Nesse trecho do bairro, incrustado entre a Praia Vermelha e a enseada da Baía de Guanabara, o asfalto ficava atapetado por minúsculas flores amarelas, que os garis, um pouco mais tarde, varriam e colocavam na caçamba.
Continua até hoje pacato, bucólico, um paraíso para quem gosta de viver em tranqüilidade. Um pouco mais adiante, a pracinha do Quadrado com seus barcos de pequeno porte. Chama-se, de fato, Praça Cacilda Becker.
Em 74, Caetano gravara Lupicínio, a canção ecoava. “Felicidade foi-se embora/ a saudade no meu peito inda mora/ É por isso que eu gosto lá de fora/ porque sei que a falsidade não vigora... A melodia nostálgica invadia nossas almas, em grande parte, doídas pelo cotidiano sem liberdades, de expressão, ir e vir, reunião.
Algumas tardes, vinha nos visitar um dos avós das crianças. Elegante, discreto, num tom quase cerimonioso, ficava ali conversando com os netos, e tomando o chá inglês, aroma de bergamota, que lhe era servido, com amor.
Meu sogro era uma pessoa encantadora. Reservado, porém solícito; de quando em quando um comentário leve, irônico.
A canção rodava num LP, em suas 78 rpm.
Sabia trechos da letra, repetindo-os como quem filosofa:
...O pensamento parece uma coisa à toa/ mas como é que a gente voa/ quando começa a pensar...”
Assim, fiquei sabendo de sua predileção pelas composições do autor — Lupicínio Rodrigues — gaúcho, como ele se sentia.

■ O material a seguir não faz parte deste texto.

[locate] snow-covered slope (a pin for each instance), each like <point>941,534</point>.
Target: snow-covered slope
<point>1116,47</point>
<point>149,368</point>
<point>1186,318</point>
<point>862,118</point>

Hoje, nesta data, se ainda entre nós estivesse, espalhando com habilidade e sabedoria tudo que descobriu e conheceu, havíamos de comemorar seus cem anos de forma suave e bem humorada. Relembro com saudade sua importante passagem por minha vida. Repetiria o gesto e colocaria as músicas lindas, de seu compositor preferido para tocar, no cd. Quem sabe não o ouviria repetindo frases melódicas, enquanto ia sorvendo, no chimarrão, goles de esperança? Compartilhando causos e notícias dos bastidores políticos, da sofrida época.